Published in Science China Information Sciences, 2022

Recommended citation: VNet: a versatile network to train real-time semantic segmentation models on a single GPU. Wenxing Li, Ning Lin, Mingzhe Zhang, Hang Lu, Xiaoming Chen, Xiaowei Li. Science China Press. Sci China Inf Sci, 2022, 65(3): 139105, https://doi.org/10.1007/s11432-020-2971-8.

Abstract

Modern semantic segmentation, which has important applications such as medical image analysis, image editing, and video surveillance, has made remarkable progress using deep convolution neural network models. Recently, an efficient real-time semantic segmentation method has received considerable attention, as intelligent edge devices not only have faster inference speed requirements for semantic segmentation models but also cannot rely on the cloud services of data centers.

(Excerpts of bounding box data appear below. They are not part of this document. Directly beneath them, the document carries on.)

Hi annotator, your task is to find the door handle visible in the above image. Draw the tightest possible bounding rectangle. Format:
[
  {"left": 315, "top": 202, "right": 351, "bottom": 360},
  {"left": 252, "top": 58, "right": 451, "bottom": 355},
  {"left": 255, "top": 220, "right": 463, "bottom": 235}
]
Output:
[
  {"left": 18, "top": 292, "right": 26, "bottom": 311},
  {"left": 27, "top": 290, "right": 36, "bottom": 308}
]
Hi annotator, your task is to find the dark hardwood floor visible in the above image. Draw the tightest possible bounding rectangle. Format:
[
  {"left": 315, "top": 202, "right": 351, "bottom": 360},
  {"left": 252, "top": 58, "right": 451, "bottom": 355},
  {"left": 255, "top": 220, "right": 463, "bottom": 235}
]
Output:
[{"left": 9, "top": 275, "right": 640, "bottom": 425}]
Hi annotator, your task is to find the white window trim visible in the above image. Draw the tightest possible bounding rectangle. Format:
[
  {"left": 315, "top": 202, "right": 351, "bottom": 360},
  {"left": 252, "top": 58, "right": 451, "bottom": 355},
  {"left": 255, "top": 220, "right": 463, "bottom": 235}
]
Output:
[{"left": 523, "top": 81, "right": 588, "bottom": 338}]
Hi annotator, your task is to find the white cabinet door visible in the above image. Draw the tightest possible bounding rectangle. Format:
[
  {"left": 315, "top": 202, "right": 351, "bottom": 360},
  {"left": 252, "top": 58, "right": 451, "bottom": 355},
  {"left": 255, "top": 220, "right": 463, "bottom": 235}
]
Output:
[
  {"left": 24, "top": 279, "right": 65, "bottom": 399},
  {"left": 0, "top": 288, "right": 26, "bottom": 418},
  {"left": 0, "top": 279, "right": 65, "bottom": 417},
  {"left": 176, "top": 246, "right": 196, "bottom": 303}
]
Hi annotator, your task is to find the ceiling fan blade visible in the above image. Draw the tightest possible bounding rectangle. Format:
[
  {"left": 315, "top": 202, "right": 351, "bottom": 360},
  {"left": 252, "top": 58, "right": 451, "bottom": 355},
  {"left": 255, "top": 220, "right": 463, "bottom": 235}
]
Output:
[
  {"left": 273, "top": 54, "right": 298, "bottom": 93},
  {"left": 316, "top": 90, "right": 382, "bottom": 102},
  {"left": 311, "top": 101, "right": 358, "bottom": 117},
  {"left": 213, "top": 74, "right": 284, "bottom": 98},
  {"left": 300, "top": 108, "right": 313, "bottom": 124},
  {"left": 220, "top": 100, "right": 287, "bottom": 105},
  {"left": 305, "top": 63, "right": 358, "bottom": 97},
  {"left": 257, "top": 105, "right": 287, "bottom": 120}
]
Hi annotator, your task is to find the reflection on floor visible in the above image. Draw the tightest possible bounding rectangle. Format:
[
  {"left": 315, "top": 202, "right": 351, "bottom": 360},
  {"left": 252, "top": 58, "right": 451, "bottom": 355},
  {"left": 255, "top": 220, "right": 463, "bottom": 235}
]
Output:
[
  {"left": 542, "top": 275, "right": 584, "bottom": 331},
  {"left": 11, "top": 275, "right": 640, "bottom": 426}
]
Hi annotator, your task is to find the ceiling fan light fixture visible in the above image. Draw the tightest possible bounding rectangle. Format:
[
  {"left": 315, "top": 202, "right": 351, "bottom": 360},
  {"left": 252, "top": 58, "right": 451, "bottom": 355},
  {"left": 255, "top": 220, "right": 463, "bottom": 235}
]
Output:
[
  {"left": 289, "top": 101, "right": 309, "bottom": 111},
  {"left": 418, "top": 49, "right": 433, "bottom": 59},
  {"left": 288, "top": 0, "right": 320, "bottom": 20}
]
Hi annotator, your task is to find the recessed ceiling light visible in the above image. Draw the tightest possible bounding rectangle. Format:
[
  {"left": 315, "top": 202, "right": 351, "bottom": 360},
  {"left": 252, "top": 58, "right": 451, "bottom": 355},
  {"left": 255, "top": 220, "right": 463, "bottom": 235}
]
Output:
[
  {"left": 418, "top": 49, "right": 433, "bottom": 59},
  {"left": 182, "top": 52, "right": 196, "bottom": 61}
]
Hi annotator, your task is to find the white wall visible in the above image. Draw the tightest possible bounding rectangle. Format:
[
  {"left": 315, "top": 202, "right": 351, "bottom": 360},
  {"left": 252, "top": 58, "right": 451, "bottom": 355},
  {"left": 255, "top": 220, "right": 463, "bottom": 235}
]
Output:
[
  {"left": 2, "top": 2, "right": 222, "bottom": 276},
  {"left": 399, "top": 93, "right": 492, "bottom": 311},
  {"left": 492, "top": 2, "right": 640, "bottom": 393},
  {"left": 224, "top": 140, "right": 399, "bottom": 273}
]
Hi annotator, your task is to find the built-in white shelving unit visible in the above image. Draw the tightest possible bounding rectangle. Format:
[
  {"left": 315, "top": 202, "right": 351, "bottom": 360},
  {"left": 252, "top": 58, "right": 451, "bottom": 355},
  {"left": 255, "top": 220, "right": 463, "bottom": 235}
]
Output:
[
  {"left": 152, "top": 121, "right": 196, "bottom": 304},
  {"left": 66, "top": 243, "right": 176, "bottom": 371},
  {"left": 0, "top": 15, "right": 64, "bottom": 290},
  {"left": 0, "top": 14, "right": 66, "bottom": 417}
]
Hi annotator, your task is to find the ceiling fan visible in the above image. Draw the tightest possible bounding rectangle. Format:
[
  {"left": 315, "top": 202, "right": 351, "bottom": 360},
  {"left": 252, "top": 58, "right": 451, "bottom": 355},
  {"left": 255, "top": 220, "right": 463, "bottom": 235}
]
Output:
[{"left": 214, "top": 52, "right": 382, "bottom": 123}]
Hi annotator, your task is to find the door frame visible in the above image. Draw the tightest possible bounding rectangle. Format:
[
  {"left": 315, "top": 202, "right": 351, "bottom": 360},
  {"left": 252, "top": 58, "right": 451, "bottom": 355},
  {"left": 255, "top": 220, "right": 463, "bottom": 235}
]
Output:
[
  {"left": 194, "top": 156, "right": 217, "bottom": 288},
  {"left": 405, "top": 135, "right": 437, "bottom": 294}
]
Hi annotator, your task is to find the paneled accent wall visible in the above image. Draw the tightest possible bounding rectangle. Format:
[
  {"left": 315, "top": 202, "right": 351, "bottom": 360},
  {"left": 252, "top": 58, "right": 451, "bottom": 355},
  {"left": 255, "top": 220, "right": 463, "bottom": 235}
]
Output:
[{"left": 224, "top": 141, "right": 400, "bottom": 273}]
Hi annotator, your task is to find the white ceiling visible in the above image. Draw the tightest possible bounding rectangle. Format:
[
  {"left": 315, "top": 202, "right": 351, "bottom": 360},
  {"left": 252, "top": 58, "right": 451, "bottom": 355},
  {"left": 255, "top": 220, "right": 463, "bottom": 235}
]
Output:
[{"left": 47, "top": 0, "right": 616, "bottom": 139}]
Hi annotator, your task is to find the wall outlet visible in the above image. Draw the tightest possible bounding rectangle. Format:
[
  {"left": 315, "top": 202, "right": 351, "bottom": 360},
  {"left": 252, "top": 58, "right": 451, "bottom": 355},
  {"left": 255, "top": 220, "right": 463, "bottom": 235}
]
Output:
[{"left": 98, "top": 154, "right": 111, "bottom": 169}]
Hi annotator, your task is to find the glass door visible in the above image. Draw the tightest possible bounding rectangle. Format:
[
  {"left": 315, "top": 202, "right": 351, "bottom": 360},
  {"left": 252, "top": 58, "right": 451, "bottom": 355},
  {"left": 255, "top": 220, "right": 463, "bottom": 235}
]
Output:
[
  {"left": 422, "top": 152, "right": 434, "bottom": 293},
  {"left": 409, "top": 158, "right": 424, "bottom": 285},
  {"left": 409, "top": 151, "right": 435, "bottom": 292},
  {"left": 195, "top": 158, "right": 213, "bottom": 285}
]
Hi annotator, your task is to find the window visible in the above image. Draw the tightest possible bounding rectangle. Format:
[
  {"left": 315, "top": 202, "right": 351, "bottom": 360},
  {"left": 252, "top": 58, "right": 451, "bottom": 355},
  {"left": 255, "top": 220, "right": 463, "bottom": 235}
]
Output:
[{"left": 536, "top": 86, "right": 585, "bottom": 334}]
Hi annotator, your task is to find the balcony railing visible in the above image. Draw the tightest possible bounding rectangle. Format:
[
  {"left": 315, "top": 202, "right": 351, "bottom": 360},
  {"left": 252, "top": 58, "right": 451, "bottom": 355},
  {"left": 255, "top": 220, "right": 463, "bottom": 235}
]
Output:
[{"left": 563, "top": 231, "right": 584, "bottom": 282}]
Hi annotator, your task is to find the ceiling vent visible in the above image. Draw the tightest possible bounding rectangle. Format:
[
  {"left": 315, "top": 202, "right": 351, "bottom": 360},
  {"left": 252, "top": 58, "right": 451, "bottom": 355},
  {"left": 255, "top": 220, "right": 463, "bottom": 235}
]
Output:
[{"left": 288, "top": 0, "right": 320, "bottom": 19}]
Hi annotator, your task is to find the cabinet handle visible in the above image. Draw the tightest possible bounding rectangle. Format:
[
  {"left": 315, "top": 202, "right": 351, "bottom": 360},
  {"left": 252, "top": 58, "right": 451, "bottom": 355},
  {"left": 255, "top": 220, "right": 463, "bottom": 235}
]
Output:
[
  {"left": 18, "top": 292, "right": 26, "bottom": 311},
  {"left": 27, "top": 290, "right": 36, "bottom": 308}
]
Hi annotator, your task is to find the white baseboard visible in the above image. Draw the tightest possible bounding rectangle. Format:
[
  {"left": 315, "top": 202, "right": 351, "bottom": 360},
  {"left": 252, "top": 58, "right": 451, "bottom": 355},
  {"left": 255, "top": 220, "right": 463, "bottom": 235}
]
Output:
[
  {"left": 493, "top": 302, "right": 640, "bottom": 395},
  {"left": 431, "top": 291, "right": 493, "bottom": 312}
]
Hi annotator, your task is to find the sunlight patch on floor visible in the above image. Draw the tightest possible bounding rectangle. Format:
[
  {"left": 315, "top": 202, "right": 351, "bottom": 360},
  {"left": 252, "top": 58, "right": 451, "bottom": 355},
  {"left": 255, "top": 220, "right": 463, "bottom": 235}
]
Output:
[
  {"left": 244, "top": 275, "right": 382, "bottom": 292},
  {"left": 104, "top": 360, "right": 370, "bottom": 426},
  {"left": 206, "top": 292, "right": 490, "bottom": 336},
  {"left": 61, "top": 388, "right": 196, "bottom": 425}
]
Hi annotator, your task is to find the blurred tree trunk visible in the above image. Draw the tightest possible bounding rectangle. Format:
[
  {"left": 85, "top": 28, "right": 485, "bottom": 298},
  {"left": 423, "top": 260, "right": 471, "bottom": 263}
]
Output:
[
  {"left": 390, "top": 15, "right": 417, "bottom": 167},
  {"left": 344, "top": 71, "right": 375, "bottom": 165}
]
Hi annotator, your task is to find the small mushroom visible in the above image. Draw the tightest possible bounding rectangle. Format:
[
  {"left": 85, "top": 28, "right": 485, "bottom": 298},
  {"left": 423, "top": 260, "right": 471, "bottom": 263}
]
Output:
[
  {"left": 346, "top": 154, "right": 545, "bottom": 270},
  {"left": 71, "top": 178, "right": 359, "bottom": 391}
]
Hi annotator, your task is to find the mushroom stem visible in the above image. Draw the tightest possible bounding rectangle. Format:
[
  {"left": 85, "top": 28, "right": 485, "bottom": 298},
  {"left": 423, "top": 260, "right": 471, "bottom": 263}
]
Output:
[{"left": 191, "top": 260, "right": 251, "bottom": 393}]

There are two feasible approaches to develop an efficient semantic segmentation model. The first approach is by designing efficient models: designing and developing the models’ architecture from scratch (eg, ENet [1]). The second approach, which is less common but increasingly popular, is network compression: to develop light-weight models (eg, ICNet [2]) with pruning methods [3] that are widely used in image classification tasks. However, both these approaches are difficult to follow to develop light-weight and fast semantic segmentation models without compromising on the accuracy of the models.

In this study, we investigate a salient question: whether other important factors can achieve better accuracy and why previous studies disregard these factors.